Results Review
1Q26 results beat our expectations
The company announced its 1Q26 results: Revenue was about Rmb10.08bn, up 1.9% YoY; attributable net profit was Rmb906mn, up 2.3% YoY and 20.7% QoQ; recurring attributable net profit was Rmb886mn. The results exceeded both our and market expectations, mainly because containerboard price hikes took effect and profit per tonne improved.
Containerboard’s profit per tonne improved QoQ. According to Sci99, as of March 31, containerboard prices rose by about Rmb80/tonne after the Chinese New Year (CNY) holiday. We estimate that net profit per tonne widened by around Rmb100.
By location: the Shandong base benefited mainly from price hikes; the Guangxi base saw incremental earnings from the Nanning plant (new capacity in 4Q25), with profit per tonne improving significantly (profit per tonne was low during trial production in 4Q25); the Laos base benefited from lower US waste paper costs.
Cultural paper’s profit per tonne remained stable QoQ. In 1Q26, cultural paper faced clear demand and supply pressure, resulting in weak prices. However, Sun Paper actively adjusted product mix and controlled costs. We think that the cultural paper’s profit per tonne stayed stable QoQ.
Dissolving pulp’s profit came under pressure. The end demand for dissolving pulp was weak. We think that profit per tonne, output, and sales volume declined QoQ in 1Q26.

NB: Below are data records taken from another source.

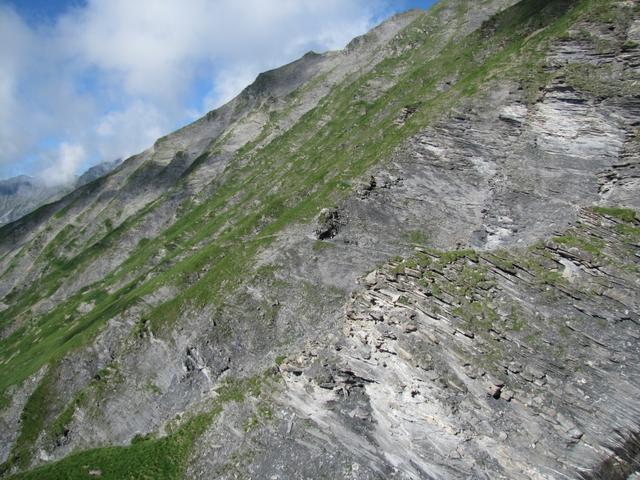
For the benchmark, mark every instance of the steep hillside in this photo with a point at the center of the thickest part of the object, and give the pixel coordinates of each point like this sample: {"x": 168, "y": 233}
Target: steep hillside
{"x": 23, "y": 194}
{"x": 413, "y": 258}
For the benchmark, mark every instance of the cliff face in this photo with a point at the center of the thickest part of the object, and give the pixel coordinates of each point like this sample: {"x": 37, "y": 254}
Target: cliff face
{"x": 415, "y": 258}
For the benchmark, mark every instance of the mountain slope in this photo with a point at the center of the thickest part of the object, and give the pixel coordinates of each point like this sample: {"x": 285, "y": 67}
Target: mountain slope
{"x": 189, "y": 314}
{"x": 23, "y": 194}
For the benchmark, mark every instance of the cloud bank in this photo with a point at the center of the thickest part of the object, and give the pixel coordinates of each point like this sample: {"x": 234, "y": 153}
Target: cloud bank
{"x": 105, "y": 79}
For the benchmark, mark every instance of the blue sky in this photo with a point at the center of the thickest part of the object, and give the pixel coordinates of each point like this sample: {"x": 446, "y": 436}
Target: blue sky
{"x": 82, "y": 81}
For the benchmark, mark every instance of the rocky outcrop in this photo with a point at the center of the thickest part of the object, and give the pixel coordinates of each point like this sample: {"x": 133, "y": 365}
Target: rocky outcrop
{"x": 199, "y": 307}
{"x": 510, "y": 364}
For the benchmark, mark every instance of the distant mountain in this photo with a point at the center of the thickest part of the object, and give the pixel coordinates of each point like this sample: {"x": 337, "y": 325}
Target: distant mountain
{"x": 23, "y": 194}
{"x": 96, "y": 172}
{"x": 416, "y": 258}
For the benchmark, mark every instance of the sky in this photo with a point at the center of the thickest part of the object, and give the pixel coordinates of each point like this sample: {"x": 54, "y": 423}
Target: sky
{"x": 85, "y": 81}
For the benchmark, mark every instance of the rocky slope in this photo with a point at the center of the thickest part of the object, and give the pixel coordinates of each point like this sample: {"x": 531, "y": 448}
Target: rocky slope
{"x": 23, "y": 194}
{"x": 197, "y": 312}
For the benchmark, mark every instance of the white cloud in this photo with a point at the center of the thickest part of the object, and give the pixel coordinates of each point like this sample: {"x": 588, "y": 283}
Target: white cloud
{"x": 111, "y": 76}
{"x": 64, "y": 164}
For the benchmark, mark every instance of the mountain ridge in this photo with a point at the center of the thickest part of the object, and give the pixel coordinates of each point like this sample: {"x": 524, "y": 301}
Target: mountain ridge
{"x": 207, "y": 255}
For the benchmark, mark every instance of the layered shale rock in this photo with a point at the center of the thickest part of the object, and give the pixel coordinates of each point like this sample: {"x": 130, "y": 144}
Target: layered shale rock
{"x": 413, "y": 258}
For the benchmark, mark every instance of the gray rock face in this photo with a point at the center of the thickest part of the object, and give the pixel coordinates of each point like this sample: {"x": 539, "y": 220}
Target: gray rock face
{"x": 464, "y": 306}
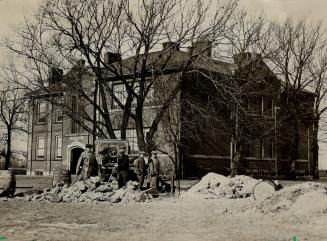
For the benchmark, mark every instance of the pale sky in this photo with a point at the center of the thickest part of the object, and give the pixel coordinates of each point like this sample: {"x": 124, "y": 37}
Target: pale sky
{"x": 13, "y": 11}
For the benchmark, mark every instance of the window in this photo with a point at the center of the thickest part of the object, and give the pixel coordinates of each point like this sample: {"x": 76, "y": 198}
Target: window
{"x": 74, "y": 124}
{"x": 40, "y": 148}
{"x": 254, "y": 104}
{"x": 120, "y": 92}
{"x": 268, "y": 148}
{"x": 58, "y": 147}
{"x": 42, "y": 108}
{"x": 267, "y": 106}
{"x": 59, "y": 110}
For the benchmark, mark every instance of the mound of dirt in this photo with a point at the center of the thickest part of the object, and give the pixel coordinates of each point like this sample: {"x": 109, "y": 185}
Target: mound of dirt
{"x": 91, "y": 190}
{"x": 214, "y": 185}
{"x": 305, "y": 199}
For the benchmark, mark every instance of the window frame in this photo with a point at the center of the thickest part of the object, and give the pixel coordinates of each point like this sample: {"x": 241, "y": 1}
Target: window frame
{"x": 39, "y": 157}
{"x": 39, "y": 119}
{"x": 59, "y": 110}
{"x": 56, "y": 150}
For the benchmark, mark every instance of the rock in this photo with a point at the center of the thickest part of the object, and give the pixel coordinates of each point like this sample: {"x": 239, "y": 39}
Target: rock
{"x": 81, "y": 187}
{"x": 95, "y": 180}
{"x": 103, "y": 188}
{"x": 55, "y": 190}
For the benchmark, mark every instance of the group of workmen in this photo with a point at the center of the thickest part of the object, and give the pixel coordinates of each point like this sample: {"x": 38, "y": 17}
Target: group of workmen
{"x": 145, "y": 168}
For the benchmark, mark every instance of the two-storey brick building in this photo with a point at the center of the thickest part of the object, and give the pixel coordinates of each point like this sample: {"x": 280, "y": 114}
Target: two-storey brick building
{"x": 55, "y": 140}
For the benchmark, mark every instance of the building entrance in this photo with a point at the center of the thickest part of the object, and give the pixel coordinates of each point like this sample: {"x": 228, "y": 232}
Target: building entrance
{"x": 74, "y": 156}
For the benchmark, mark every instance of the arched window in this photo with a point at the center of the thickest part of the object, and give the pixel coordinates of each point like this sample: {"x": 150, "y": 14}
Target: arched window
{"x": 42, "y": 108}
{"x": 74, "y": 126}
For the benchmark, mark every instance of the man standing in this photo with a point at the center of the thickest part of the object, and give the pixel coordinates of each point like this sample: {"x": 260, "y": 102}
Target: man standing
{"x": 122, "y": 169}
{"x": 139, "y": 165}
{"x": 154, "y": 169}
{"x": 86, "y": 165}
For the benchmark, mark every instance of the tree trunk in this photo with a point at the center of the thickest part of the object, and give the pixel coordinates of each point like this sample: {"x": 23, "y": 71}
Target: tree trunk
{"x": 294, "y": 148}
{"x": 139, "y": 129}
{"x": 315, "y": 151}
{"x": 237, "y": 159}
{"x": 8, "y": 152}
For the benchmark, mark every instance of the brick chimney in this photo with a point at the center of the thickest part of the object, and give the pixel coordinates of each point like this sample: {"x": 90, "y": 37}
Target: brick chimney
{"x": 203, "y": 47}
{"x": 110, "y": 57}
{"x": 55, "y": 75}
{"x": 245, "y": 58}
{"x": 170, "y": 46}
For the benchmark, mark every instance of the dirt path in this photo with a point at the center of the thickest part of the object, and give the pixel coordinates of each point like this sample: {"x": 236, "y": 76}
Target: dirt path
{"x": 165, "y": 220}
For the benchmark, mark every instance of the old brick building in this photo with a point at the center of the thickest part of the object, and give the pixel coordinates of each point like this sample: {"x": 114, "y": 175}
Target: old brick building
{"x": 55, "y": 140}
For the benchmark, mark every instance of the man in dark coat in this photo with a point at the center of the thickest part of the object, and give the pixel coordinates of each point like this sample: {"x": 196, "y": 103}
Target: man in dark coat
{"x": 140, "y": 169}
{"x": 86, "y": 165}
{"x": 123, "y": 168}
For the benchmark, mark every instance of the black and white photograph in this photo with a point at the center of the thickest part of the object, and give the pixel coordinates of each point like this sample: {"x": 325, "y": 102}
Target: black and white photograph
{"x": 163, "y": 120}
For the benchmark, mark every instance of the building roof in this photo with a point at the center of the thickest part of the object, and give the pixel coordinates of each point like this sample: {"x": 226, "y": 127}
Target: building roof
{"x": 171, "y": 61}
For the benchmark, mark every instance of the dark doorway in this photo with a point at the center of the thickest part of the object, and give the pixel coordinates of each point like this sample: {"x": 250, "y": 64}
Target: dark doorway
{"x": 74, "y": 156}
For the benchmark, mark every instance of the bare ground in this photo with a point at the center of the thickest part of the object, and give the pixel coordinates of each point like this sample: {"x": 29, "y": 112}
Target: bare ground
{"x": 160, "y": 220}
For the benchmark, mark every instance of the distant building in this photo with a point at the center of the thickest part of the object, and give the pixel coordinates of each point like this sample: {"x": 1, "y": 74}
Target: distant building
{"x": 57, "y": 141}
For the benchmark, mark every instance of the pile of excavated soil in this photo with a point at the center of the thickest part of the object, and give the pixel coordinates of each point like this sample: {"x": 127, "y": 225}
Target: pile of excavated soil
{"x": 303, "y": 200}
{"x": 214, "y": 185}
{"x": 90, "y": 190}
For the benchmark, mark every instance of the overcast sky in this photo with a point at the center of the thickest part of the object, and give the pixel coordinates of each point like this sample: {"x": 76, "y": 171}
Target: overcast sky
{"x": 13, "y": 11}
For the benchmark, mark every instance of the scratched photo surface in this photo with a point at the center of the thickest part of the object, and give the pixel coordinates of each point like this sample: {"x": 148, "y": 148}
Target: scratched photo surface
{"x": 165, "y": 120}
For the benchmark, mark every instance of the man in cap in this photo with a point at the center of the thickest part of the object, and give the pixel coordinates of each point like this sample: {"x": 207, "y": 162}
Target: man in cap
{"x": 154, "y": 169}
{"x": 123, "y": 168}
{"x": 140, "y": 169}
{"x": 86, "y": 165}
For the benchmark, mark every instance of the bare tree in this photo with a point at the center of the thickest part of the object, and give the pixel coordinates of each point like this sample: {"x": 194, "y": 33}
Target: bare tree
{"x": 64, "y": 31}
{"x": 295, "y": 48}
{"x": 318, "y": 69}
{"x": 11, "y": 114}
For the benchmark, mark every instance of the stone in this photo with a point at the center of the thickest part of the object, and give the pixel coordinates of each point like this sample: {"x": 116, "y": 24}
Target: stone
{"x": 81, "y": 187}
{"x": 103, "y": 188}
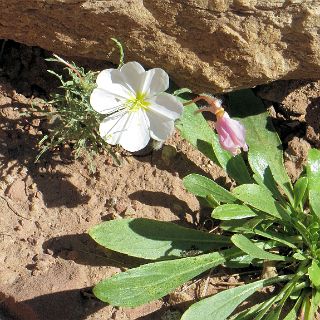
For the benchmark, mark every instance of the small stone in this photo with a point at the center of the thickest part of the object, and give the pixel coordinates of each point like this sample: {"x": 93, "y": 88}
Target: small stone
{"x": 168, "y": 154}
{"x": 17, "y": 191}
{"x": 130, "y": 212}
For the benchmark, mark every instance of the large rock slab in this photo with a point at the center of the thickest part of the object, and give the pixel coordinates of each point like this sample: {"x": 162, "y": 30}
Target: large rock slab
{"x": 206, "y": 45}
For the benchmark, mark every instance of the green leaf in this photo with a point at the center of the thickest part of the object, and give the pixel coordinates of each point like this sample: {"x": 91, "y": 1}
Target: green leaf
{"x": 285, "y": 239}
{"x": 253, "y": 250}
{"x": 299, "y": 191}
{"x": 151, "y": 239}
{"x": 221, "y": 305}
{"x": 152, "y": 281}
{"x": 314, "y": 272}
{"x": 293, "y": 314}
{"x": 195, "y": 129}
{"x": 204, "y": 187}
{"x": 259, "y": 198}
{"x": 265, "y": 148}
{"x": 245, "y": 227}
{"x": 232, "y": 211}
{"x": 315, "y": 302}
{"x": 314, "y": 199}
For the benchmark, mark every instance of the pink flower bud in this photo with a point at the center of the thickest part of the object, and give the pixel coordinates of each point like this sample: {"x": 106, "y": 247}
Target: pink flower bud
{"x": 231, "y": 133}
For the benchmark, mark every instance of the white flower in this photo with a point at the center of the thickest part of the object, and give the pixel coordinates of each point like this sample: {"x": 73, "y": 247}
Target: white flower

Operating cash flow improved; capex remained high. In 1Q26, net operating cash flow was Rmb819mn, capex totaled Rmb1.77bn, and the debt-to-asset ratio stood at 47.67%.
Trends to watch
Profit per tonne may face pressure in 2Q26. 2Q is the offseason for paper demand. Pulp and paper prices are usually flat in 2Q. White paper products’ profit per tonne may continue to face pressure. For brown paper products, we need to monitor the implementation of the price hike after the May Day holiday. Regarding dissolving pulp, the downstream viscose fiber price rose, pushing up dissolving pulp prices. We expect dissolving pulp’s profit per tonne to improve QoQ in 2Q26.
Output will support steady earnings growth in 2026. The company announced that 70kt/y specialty paper production facilities came online in Shandong in January 2026; 700kt/y of packaging paper and 600kt/y of chemical pulp production facilities plan to start trial production in 3Q26. In addition, new capacity in Guangxi ramped up to full capacity at the end of 2025.
We expect the company’s paper production and sales volume to increase more than 15% YoY in 2026, supporting its earnings growth in 2026. Looking ahead, we believe the firm’s presence in Laos will gradually enter a harvest period over the next few years, which is core to sustainably increasing the company’s cost advantage and raising its valuation.
Financials and valuation
We keep our 2026 and 2027 earnings forecasts unchanged. The stock is trading at 11.6x 2026e and 10.8x 2027e P/E. We maintain an OUTPERFORM rating and our target price of Rmb18, implying 14.5x 2026e and 13.5x 2027e P/E, offering 25% upside.
Risks
Weaker-than-expected demand; higher-than-expected new production capacity; construction progress in Laos below expectations.